I primarily use ZFS for mirroring (RAID-Z) and data integrity. Since both SSDs are enterprise-grade drives previously used in servers, my goal is to create a mirrored pool to ensure data redundancy and reliability.

Prerequisites

Before you begin, ensure you have:

  • Using debian flavor OS on a separate boot drive (my case NVME SSD).
  • Two extra SATA SSDs to create the mirrored ZFS pool.
  • Basic knowledge of command-line operations.

Step 1: Install ZFS Utilities

First, you need to install the ZFS utilities. Open a terminal and run:

sudo apt update
sudo apt install zfsutils-linux

Step 2: Prepare the SATA SSDs

  1. Identify the Disks

    Use the lsblk or fdisk -l command to identify your SATA SSDs. Assume they are /dev/sdb and /dev/sdc.

    lsblk should output something like this

    NAME        MAJ:MIN RM   SIZE RO TYPE MOUNTPOINTS
    sda 8:0 0 1.8T 0 disk
    sdb 8:16 0 372.6G 0 disk
    sdc 8:32 0 372.6G 0 disk
    nvme0n1 259:0 0 931.5G 0 disk
    ├─nvme0n1p1 259:1 0 524M 0 part /boot/efi
    ├─nvme0n1p2 259:2 0 465.2G 0 part /
    └─nvme0n1p3 259:3 0 465.8G 0 part

    or fdisk -l should have something like this

    Disk /dev/nvme0n1: 931.51 GiB, 1000204886016 bytes, 1953525168 sectors
    Disk model: CT1000P3SSD8
    ...
    ...
    Disk /dev/sdb: 372.61 GiB, 400088457216 bytes, 781422768 sectors
    Disk model: INTEL SSDSC2BA40
    ...
    ...
    Disk /dev/sdc: 372.61 GiB, 400088457216 bytes, 781422768 sectors
    Disk model: INTEL SSDSC2BA40
    ...
    ...
  2. Partition the Disks (Optional)

    If you want to create partitions, use fdisk or parted. For simplicity, we will use the entire disks.
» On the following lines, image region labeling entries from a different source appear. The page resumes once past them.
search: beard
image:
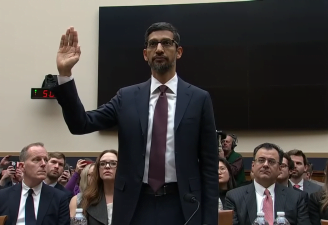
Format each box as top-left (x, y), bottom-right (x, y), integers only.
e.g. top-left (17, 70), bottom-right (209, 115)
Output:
top-left (149, 59), bottom-right (174, 74)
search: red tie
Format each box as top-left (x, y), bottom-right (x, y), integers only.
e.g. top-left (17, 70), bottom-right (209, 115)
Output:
top-left (148, 85), bottom-right (168, 192)
top-left (263, 189), bottom-right (273, 225)
top-left (294, 184), bottom-right (301, 189)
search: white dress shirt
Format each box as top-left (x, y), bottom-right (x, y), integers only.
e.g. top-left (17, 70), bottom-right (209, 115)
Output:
top-left (143, 74), bottom-right (178, 183)
top-left (289, 179), bottom-right (304, 191)
top-left (58, 74), bottom-right (178, 183)
top-left (254, 179), bottom-right (276, 218)
top-left (16, 180), bottom-right (43, 225)
top-left (43, 181), bottom-right (57, 187)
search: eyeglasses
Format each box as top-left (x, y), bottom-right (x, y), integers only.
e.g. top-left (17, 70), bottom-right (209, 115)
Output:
top-left (219, 167), bottom-right (227, 173)
top-left (280, 163), bottom-right (288, 169)
top-left (145, 39), bottom-right (179, 49)
top-left (254, 157), bottom-right (277, 166)
top-left (99, 160), bottom-right (117, 168)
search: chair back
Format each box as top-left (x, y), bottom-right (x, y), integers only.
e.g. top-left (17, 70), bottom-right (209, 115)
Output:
top-left (0, 216), bottom-right (8, 225)
top-left (218, 210), bottom-right (233, 225)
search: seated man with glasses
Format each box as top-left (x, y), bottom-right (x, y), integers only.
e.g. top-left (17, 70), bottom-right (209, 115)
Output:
top-left (224, 143), bottom-right (311, 225)
top-left (277, 153), bottom-right (309, 204)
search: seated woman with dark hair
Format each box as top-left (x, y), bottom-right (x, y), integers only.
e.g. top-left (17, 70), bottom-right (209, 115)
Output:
top-left (218, 157), bottom-right (236, 210)
top-left (81, 150), bottom-right (118, 225)
top-left (309, 161), bottom-right (328, 225)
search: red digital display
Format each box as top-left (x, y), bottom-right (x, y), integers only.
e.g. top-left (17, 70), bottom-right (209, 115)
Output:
top-left (31, 88), bottom-right (56, 99)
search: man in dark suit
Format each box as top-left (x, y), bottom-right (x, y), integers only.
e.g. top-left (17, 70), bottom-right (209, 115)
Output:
top-left (288, 149), bottom-right (322, 196)
top-left (44, 152), bottom-right (73, 201)
top-left (224, 143), bottom-right (311, 225)
top-left (277, 153), bottom-right (309, 204)
top-left (0, 143), bottom-right (70, 225)
top-left (0, 166), bottom-right (23, 189)
top-left (53, 22), bottom-right (218, 225)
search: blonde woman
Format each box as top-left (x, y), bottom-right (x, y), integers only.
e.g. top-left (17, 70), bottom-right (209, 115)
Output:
top-left (69, 163), bottom-right (94, 217)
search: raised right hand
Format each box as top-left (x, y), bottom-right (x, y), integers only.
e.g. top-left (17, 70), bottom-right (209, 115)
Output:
top-left (56, 27), bottom-right (81, 77)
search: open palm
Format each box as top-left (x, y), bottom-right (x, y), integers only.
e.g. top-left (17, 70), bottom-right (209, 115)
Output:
top-left (57, 27), bottom-right (81, 76)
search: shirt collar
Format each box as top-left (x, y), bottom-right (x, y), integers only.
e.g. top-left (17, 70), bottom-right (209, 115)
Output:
top-left (150, 73), bottom-right (178, 94)
top-left (289, 179), bottom-right (304, 187)
top-left (254, 179), bottom-right (276, 196)
top-left (22, 180), bottom-right (43, 196)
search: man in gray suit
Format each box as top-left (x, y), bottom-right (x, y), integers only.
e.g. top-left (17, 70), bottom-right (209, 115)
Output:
top-left (224, 143), bottom-right (311, 225)
top-left (288, 149), bottom-right (322, 195)
top-left (277, 153), bottom-right (309, 204)
top-left (303, 162), bottom-right (324, 186)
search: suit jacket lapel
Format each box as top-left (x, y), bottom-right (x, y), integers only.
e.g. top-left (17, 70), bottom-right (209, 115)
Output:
top-left (135, 79), bottom-right (150, 143)
top-left (87, 194), bottom-right (108, 225)
top-left (174, 77), bottom-right (192, 131)
top-left (244, 183), bottom-right (257, 224)
top-left (8, 183), bottom-right (25, 224)
top-left (36, 184), bottom-right (54, 225)
top-left (273, 184), bottom-right (286, 218)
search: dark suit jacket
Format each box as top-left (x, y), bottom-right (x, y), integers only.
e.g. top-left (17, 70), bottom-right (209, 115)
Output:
top-left (0, 183), bottom-right (70, 225)
top-left (224, 183), bottom-right (310, 225)
top-left (54, 183), bottom-right (74, 204)
top-left (288, 181), bottom-right (309, 204)
top-left (53, 78), bottom-right (218, 225)
top-left (87, 192), bottom-right (108, 225)
top-left (303, 180), bottom-right (322, 196)
top-left (309, 190), bottom-right (328, 225)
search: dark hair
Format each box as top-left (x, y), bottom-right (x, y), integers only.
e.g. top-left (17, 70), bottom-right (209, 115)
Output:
top-left (253, 143), bottom-right (284, 164)
top-left (218, 157), bottom-right (237, 190)
top-left (19, 142), bottom-right (44, 162)
top-left (48, 152), bottom-right (66, 167)
top-left (145, 22), bottom-right (180, 45)
top-left (284, 152), bottom-right (295, 170)
top-left (288, 149), bottom-right (308, 166)
top-left (81, 149), bottom-right (118, 214)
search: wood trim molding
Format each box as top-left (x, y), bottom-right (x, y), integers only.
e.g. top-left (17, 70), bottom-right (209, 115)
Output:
top-left (0, 152), bottom-right (328, 158)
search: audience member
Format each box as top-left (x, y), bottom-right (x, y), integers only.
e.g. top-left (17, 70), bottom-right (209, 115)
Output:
top-left (303, 163), bottom-right (324, 186)
top-left (44, 152), bottom-right (73, 201)
top-left (222, 134), bottom-right (246, 185)
top-left (288, 149), bottom-right (322, 195)
top-left (238, 170), bottom-right (254, 187)
top-left (309, 161), bottom-right (328, 225)
top-left (218, 157), bottom-right (236, 210)
top-left (0, 143), bottom-right (70, 225)
top-left (81, 150), bottom-right (117, 225)
top-left (0, 166), bottom-right (23, 189)
top-left (69, 164), bottom-right (94, 217)
top-left (224, 143), bottom-right (310, 225)
top-left (58, 163), bottom-right (72, 186)
top-left (277, 153), bottom-right (309, 204)
top-left (65, 159), bottom-right (87, 195)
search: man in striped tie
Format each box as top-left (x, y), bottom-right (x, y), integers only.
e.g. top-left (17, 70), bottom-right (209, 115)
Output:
top-left (224, 143), bottom-right (311, 225)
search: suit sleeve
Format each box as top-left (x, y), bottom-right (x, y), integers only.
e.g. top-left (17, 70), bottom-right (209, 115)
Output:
top-left (58, 193), bottom-right (70, 225)
top-left (309, 193), bottom-right (321, 225)
top-left (52, 80), bottom-right (121, 134)
top-left (199, 93), bottom-right (219, 224)
top-left (223, 192), bottom-right (239, 225)
top-left (296, 193), bottom-right (311, 225)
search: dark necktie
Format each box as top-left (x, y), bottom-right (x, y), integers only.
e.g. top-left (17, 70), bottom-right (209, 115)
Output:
top-left (25, 189), bottom-right (36, 225)
top-left (263, 189), bottom-right (274, 225)
top-left (148, 85), bottom-right (168, 192)
top-left (294, 184), bottom-right (301, 189)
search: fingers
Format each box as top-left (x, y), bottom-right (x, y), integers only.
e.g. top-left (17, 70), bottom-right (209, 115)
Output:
top-left (64, 29), bottom-right (70, 47)
top-left (68, 27), bottom-right (75, 46)
top-left (59, 34), bottom-right (66, 48)
top-left (72, 31), bottom-right (79, 47)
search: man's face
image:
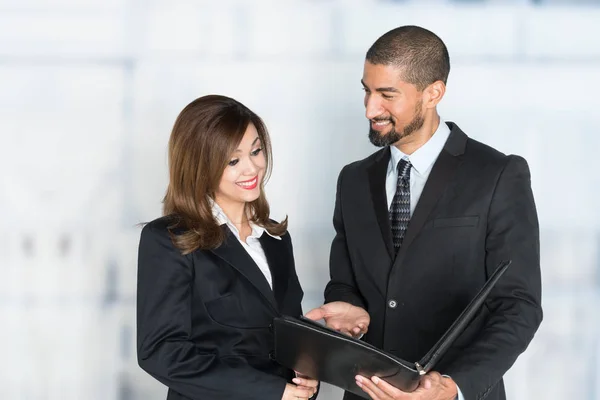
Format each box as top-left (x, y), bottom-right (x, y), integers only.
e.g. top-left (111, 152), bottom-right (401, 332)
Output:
top-left (362, 61), bottom-right (424, 147)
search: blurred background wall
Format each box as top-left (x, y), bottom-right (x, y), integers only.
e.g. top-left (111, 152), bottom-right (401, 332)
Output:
top-left (0, 0), bottom-right (600, 400)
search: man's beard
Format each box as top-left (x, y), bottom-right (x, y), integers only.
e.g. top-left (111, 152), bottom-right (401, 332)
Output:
top-left (369, 103), bottom-right (425, 147)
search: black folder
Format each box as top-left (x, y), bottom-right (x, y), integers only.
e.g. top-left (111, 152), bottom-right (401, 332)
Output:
top-left (273, 261), bottom-right (511, 398)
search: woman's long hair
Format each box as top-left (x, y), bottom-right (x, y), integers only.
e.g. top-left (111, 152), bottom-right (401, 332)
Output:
top-left (163, 95), bottom-right (287, 254)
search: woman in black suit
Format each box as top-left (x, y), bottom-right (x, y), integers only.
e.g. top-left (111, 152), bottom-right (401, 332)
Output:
top-left (137, 95), bottom-right (317, 400)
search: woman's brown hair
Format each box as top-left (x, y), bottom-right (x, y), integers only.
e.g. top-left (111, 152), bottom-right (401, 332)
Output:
top-left (163, 95), bottom-right (287, 254)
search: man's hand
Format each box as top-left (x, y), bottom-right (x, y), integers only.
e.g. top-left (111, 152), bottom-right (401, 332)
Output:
top-left (356, 372), bottom-right (458, 400)
top-left (305, 301), bottom-right (371, 337)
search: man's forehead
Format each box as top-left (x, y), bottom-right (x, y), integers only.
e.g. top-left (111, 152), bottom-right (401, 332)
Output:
top-left (363, 61), bottom-right (407, 85)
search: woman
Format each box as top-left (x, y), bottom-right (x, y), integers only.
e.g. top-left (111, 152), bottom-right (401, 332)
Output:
top-left (137, 95), bottom-right (317, 400)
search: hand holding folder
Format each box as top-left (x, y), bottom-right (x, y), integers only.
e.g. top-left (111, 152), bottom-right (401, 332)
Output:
top-left (273, 261), bottom-right (511, 398)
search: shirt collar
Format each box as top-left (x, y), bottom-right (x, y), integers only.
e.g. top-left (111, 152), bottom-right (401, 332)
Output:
top-left (208, 197), bottom-right (281, 240)
top-left (388, 118), bottom-right (450, 175)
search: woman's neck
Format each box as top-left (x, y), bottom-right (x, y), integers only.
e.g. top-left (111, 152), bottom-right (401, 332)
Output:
top-left (217, 202), bottom-right (248, 227)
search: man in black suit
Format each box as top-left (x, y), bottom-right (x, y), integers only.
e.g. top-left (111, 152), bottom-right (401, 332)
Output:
top-left (307, 26), bottom-right (542, 400)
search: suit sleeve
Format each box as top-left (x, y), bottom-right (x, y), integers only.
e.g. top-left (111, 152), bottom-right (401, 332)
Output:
top-left (441, 156), bottom-right (542, 400)
top-left (325, 168), bottom-right (366, 309)
top-left (137, 225), bottom-right (286, 400)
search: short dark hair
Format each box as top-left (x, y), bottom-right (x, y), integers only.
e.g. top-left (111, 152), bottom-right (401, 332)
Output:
top-left (366, 25), bottom-right (450, 90)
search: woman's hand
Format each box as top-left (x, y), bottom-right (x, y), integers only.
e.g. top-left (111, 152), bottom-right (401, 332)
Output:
top-left (281, 375), bottom-right (319, 400)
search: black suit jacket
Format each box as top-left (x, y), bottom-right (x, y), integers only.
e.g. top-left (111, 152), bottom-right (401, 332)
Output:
top-left (137, 217), bottom-right (303, 400)
top-left (325, 123), bottom-right (542, 400)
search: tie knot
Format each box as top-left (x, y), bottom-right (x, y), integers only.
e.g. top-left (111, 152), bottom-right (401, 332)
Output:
top-left (397, 158), bottom-right (411, 178)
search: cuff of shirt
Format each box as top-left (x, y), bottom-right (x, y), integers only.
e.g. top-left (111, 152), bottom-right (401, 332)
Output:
top-left (442, 375), bottom-right (465, 400)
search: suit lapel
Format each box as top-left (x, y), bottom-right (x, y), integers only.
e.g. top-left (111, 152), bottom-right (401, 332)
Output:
top-left (211, 228), bottom-right (278, 312)
top-left (260, 232), bottom-right (289, 308)
top-left (367, 147), bottom-right (394, 260)
top-left (394, 123), bottom-right (467, 265)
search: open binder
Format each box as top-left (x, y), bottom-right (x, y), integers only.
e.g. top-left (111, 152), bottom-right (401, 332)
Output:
top-left (273, 261), bottom-right (511, 398)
Step 3: Create the ZFS Pool

To create a mirrored ZFS pool, use the zpool create command:

sudo zpool create mypool mirror /dev/sdb /dev/sdc

In this command:

  • mypool is the name of your ZFS pool.
  • mirror specifies that the disks will be mirrored.
  • /dev/sdb and /dev/sdc are the SATA SSDs.

Step 4: Verify the Pool

Check the status of your ZFS pool to ensure it's created correctly:

sudo zpool status

You should see output indicating that the pool mypool is created and the disks are mirrored.

  pool: mypool
state: ONLINE
config:

NAME STATE READ WRITE CKSUM
mypool ONLINE 0 0 0
mirror-0 ONLINE 0 0 0
sdb ONLINE 0 0 0
sdc ONLINE 0 0 0

errors: No known data errors

Step 5: Create a ZFS Filesystem

Create a ZFS filesystem within your pool:

sudo zfs create mypool/mydataset

Replace mypool/mydataset with your preferred dataset name.

Step 6: Mount the Filesystem

ZFS filesystems are mounted automatically by default. You can check the mount point with:

sudo zfs get mountpoint mypool/mydataset
NAME              PROPERTY    VALUE              SOURCE
mypool/mydataset mountpoint /mypool/mydataset default

If you need to change the mount point, use:

sudo zfs set mountpoint=/path/to/mount mypool/mydataset

Replace /path/to/mount with your desired directory.

Step 7: Check Space Usage

To check the free space available on your ZFS pool, use:

sudo zpool list

This command provides an overview of the pool’s capacity, including the total space, used space, and free space.

Example Output:

NAME    SIZE  ALLOC   FREE    CAP  DEDUP  HEALTH  ALTROOT
mypool 1.00T 200G 800G 20% 1.00x ONLINE -

In this example:

  • SIZE is the total size of the pool.
  • ALLOC is the amount of space currently allocated.
  • FREE is the amount of free space available.
  • CAP is the percentage of space used.

To see space usage for a specific ZFS filesystem or dataset, use:

sudo zfs list

To get detailed information about a dataset, use:

sudo zfs get all mypool/mydataset

Things to keep in mind

1. User Access

Since we are running almost all of the commands as sudo local user won;t have access to newly created mount. We can use chown command to give access to current user.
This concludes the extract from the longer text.